高田渡の古巣ベルウッドからのリリース。装丁もいいですね。ベルウッド三部作を思い出してしまう。ちょうど私が中学生の時に所沢のレコード屋で『ごあいさつ』を購入。まだ3枚くらいしかCDを持ってない時代ですから、どれだけ聴いたことか(実は買った瞬間は理解を超えていて、ちょっと後悔したんです、だから悔しくて何回も聴いて…)、今ではどの曲もギターで弾けてしまう。最近になってLPで『ごあいさつ』を買い直したら、はっぴいえんどとの共演曲の鈴木茂のギターがエグくてびっくり。今の再発盤はリマスターされているのかな?少なくとも初めて買ったCDの『ごあいさつ』とは全然違う音だった。
それから三鷹に引っ越しをして、学校から帰ると老舗の焼鳥屋いせやの立ち飲みの一角で自転車に寄っかかって高田渡が寝ている、という現状を目の当たりにして。それはそれで衝撃を受けたものです。漣氏もライナーで葬式での「高田渡を神格化しないで欲しい。酔って昼頃にろれつの回らないまま意味不明な電話をかけてくる、そんな高田渡であった事を忘れないで下さい。」という言葉を引用しているけれど…ご家族は大変だったと思います。

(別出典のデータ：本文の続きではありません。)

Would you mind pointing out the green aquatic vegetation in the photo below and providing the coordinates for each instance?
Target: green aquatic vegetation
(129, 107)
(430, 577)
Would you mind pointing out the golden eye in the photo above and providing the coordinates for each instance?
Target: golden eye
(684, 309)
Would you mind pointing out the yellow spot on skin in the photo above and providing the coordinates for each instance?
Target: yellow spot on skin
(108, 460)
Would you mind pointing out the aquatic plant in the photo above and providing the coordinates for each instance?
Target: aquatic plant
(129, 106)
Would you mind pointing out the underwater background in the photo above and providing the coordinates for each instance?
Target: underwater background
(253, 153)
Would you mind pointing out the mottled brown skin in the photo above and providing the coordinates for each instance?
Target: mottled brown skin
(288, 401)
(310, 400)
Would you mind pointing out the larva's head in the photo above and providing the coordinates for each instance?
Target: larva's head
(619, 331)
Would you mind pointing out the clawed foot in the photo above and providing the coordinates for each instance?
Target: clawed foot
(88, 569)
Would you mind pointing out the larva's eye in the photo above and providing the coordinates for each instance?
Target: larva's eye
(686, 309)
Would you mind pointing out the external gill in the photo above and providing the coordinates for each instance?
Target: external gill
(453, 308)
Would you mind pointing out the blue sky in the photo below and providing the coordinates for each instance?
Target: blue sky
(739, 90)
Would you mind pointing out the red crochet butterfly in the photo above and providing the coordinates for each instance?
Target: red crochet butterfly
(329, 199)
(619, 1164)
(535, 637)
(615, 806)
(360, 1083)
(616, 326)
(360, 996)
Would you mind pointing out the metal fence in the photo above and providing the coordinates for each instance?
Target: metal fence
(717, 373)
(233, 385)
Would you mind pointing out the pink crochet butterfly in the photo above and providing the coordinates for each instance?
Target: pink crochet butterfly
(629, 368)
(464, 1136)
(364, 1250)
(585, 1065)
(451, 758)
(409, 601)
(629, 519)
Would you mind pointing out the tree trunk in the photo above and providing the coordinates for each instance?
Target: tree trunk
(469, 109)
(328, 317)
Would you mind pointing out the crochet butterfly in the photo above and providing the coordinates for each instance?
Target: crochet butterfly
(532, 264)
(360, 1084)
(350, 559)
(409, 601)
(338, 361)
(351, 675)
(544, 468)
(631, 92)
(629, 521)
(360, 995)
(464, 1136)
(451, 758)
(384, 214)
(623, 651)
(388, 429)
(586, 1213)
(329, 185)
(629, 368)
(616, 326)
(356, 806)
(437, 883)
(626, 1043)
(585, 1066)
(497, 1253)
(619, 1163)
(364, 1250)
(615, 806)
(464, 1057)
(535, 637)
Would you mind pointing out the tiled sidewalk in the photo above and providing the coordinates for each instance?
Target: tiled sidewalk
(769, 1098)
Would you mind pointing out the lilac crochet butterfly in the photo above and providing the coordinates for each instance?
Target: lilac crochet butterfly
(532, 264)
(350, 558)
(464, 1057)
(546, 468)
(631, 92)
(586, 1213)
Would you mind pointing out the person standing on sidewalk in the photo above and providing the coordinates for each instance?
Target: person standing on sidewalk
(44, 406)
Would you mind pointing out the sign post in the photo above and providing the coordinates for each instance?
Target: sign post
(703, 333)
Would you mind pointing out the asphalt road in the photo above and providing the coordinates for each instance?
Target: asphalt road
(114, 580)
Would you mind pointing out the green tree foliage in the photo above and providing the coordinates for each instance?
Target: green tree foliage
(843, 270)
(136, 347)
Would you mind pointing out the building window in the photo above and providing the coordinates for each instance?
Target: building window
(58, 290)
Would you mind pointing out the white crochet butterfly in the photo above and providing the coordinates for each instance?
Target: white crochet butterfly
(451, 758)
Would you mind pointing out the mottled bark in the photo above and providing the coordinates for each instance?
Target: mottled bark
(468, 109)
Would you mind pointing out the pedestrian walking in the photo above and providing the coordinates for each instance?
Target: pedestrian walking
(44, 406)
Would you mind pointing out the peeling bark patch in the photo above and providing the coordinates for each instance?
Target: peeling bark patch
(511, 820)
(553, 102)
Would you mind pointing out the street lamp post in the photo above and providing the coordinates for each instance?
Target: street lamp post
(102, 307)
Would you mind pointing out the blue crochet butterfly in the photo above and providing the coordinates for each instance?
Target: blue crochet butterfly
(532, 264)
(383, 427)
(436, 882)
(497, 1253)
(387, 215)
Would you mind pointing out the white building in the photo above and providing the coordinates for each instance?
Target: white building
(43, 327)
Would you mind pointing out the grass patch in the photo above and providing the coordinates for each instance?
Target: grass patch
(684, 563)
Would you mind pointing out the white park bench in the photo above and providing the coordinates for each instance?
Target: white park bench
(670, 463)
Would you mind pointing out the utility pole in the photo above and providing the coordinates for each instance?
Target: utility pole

まあそうは言え、漣氏が音楽で父の音楽と向き合っていることにじんと来るものがある。シンプルながらもモダンな味付けで趣向を凝らした多彩なアレンジの15曲。漣氏の声はどんな声なんだろう、と思ったけれど、とても木訥としていて、穏やかで、とても良い。飲んだくれの声ではないけれど、そんな誠実さが彼らしいような。大好きな”仕事さがし”が1曲目なのも嬉しいし、アナログテープに録音するというマニアックなレコーディング手法も良い。やっぱりフォークはクリックなんか使っちゃいけませんね。生のヒューマン・ビートで録らないと。細野晴臣のバンドの伊賀航と伊藤大地と共演した”自転車に乗って”も最高で。はっぴいえんど の曲を細野さんと現在演っている彼らと、かつての はっぴいえんど と高田渡の共演曲を演る。これほどオリジナルに敬意を表したカバーはないんじゃないかな。”ろっかばいまいべいびい”に感化されたというイントロの”ホントはみんな”も収録。”コーヒーブルース”には京都イノダに初めて行った時の感激を思い出す。高田渡の残した楽器がこうしてまた奏でられていることにも深い感動を覚える。
吉祥寺の街も高田渡が亡くなってから、だいぶん変わりました。いせやをはじめ。古いオーナーの中には、渡さんがいる限りは守り続けようとしていた吉祥寺があったと聞いている。そんな吉祥寺も今はない。なぜか心のざわつく休日だけれど、やっとしっくり来る音楽に出会えました。